Another area where they are collaborating is at the foreign ministers’ level, where India, Russia and China have a regular meeting. They are also cooperating on regional security in entities like the Shanghai Cooperation Organization.
India and China have a stake in the stability of countries like Afghanistan, since both countries face a threat from Islamic extremism, and therefore cooperation is important. Beijing is particularly concerned about the stability of its restive Xinjiang region.
Takeaways for Japan
The paradoxical relationship between the two countries still delivers takeaways for neighbors like Japan, which have territorial disputes with China.

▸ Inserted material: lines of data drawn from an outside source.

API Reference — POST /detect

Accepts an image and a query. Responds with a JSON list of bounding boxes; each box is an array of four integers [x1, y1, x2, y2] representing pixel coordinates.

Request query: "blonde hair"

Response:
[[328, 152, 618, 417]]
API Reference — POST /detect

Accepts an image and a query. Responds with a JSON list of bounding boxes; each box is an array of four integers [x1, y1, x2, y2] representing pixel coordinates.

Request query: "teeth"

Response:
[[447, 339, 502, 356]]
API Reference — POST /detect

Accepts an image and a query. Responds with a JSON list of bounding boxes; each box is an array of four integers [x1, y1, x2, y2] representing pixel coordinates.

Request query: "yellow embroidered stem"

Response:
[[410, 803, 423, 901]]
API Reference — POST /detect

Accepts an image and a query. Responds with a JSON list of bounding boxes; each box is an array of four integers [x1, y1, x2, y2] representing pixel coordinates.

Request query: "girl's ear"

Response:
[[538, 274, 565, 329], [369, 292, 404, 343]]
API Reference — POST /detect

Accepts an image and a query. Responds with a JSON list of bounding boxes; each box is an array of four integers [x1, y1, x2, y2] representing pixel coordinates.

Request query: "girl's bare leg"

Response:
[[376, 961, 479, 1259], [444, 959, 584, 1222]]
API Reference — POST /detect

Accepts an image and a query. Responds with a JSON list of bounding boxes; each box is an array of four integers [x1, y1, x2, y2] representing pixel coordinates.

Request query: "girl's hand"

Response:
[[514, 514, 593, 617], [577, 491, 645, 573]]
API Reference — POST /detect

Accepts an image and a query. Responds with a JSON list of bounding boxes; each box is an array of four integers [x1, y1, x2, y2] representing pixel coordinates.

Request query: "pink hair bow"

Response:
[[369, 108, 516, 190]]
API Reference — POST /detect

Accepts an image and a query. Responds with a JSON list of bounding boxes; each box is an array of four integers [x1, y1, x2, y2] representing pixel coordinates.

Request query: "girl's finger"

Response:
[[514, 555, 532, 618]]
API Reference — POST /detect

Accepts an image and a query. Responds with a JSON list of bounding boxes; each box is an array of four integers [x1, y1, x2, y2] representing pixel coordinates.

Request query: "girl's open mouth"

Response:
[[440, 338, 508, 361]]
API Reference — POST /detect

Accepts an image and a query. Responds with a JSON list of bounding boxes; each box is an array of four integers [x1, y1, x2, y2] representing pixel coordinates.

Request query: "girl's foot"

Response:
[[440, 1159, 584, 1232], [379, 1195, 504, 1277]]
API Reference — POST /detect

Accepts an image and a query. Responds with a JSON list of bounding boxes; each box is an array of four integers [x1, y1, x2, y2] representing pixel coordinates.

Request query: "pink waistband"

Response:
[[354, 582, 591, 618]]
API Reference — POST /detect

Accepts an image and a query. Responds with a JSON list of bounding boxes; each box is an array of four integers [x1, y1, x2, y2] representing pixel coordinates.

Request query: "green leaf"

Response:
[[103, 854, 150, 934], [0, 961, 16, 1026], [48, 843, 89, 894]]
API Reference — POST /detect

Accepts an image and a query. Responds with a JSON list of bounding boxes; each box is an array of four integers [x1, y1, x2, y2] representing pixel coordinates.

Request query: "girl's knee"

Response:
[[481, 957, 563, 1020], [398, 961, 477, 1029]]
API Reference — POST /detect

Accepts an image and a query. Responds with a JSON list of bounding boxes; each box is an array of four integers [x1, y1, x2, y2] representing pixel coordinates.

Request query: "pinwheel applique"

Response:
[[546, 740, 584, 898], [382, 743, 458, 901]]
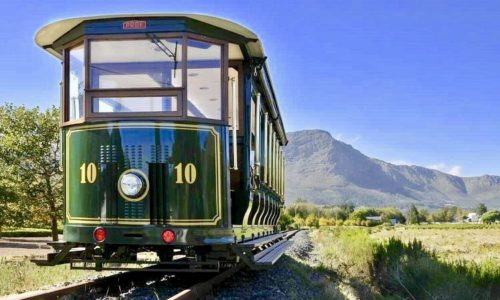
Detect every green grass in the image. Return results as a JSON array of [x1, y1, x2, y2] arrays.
[[0, 257, 109, 296], [0, 228, 62, 237], [402, 223, 500, 230]]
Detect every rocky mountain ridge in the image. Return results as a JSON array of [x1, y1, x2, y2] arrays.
[[285, 130, 500, 209]]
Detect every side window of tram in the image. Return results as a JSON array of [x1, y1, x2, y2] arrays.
[[68, 44, 84, 121], [187, 40, 222, 120]]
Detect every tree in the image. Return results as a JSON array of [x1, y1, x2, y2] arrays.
[[278, 211, 293, 230], [476, 203, 488, 216], [418, 208, 429, 223], [0, 104, 62, 241], [349, 207, 380, 221], [407, 204, 420, 224], [481, 210, 500, 224], [378, 207, 406, 223], [306, 214, 319, 227]]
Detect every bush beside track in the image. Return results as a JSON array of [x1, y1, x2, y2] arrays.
[[0, 228, 62, 237]]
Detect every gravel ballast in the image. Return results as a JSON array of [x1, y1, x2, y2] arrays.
[[214, 231, 328, 300]]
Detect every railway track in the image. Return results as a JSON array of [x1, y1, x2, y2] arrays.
[[0, 230, 298, 300]]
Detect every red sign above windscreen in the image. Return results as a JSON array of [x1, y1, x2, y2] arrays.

Going by the prevailing tensions on the Sino-Indian front, China appears unlikely to yield when it comes to territory. At the same time, it also demonstrates that if countries like Japan think that China will be worried about economic relations being impacted by territorial issues, they may sadly be mistaken. Though China enjoys a favorable balance of trade vis-à-vis India, it has not stopped Beijing’s military aggression when it comes to the border tensions.
Yoshimasa Hayashi’s appointment as the new foreign minister in Japan could, however, indicate that the Kishida administration may be tempted to be easier on China. Hayashi was the head of the Japan-China Friendship Parliamentarians’ Union until after his appointment.
Care needs to be taken as past examples suggest China is more likely to see this as a sign of weakness. Characteristics of China’s strategy include a double-pronged approach, continuing with talks while carrying out aggressive behavior at the same time.
As of Friday, December 24, Japan had decided not to send cabinet ministers to the Beijing Games. The Japanese delegation will be led by Seiko Hashimoto, president of Tokyo 2020, along with Japan Olympic Committee chair Yasuhiro Yamashita and Japanese Paralympic Committee chair Kazuyuki Mori. However, Tokyo’s failure to say whether it supported or did not support a diplomatic boycott of the 2022 Beijing Winter Olympics could nevertheless be seen as a sign of dithering by Beijing.
The Road Ahead
China under President Xi Jinping has been showing an aggressive posture both in its immediate neighborhood and beyond.
Clearly, Beijing is not going to mend its ways in the immediate future and hence New Delhi needs to be on the watch in 2022 when it comes to Sino-Indian relations.
Recently the Indian Foreign Minister Dr S Jaishankar in a virtual interaction referred to the Sino-Indian relationship, saying: “As we have made clear – the state of the relationship, at the end of the day, will reflect the state of the border. You can’t have a tense, high friction border and have great relations in all other parts of life. It doesn’t work that way.”
New Delhi will have to think of a wider range of options to tackle the threat from China. It needs to be more assertive on the economic front, where it clearly has more levers of influence that have yet to be employed vis-à-vis China.
At the same time, New Delhi will need to increase its military modernization, as Beijing seems to be rapidly widening the gap with India on the defense front. The Quad ーincluding the United States, Japan and Australia, besides India ー is one mechanism which will help India keep a rising China in check.
No wonder it seems to be a rocky road ahead for India-China ties.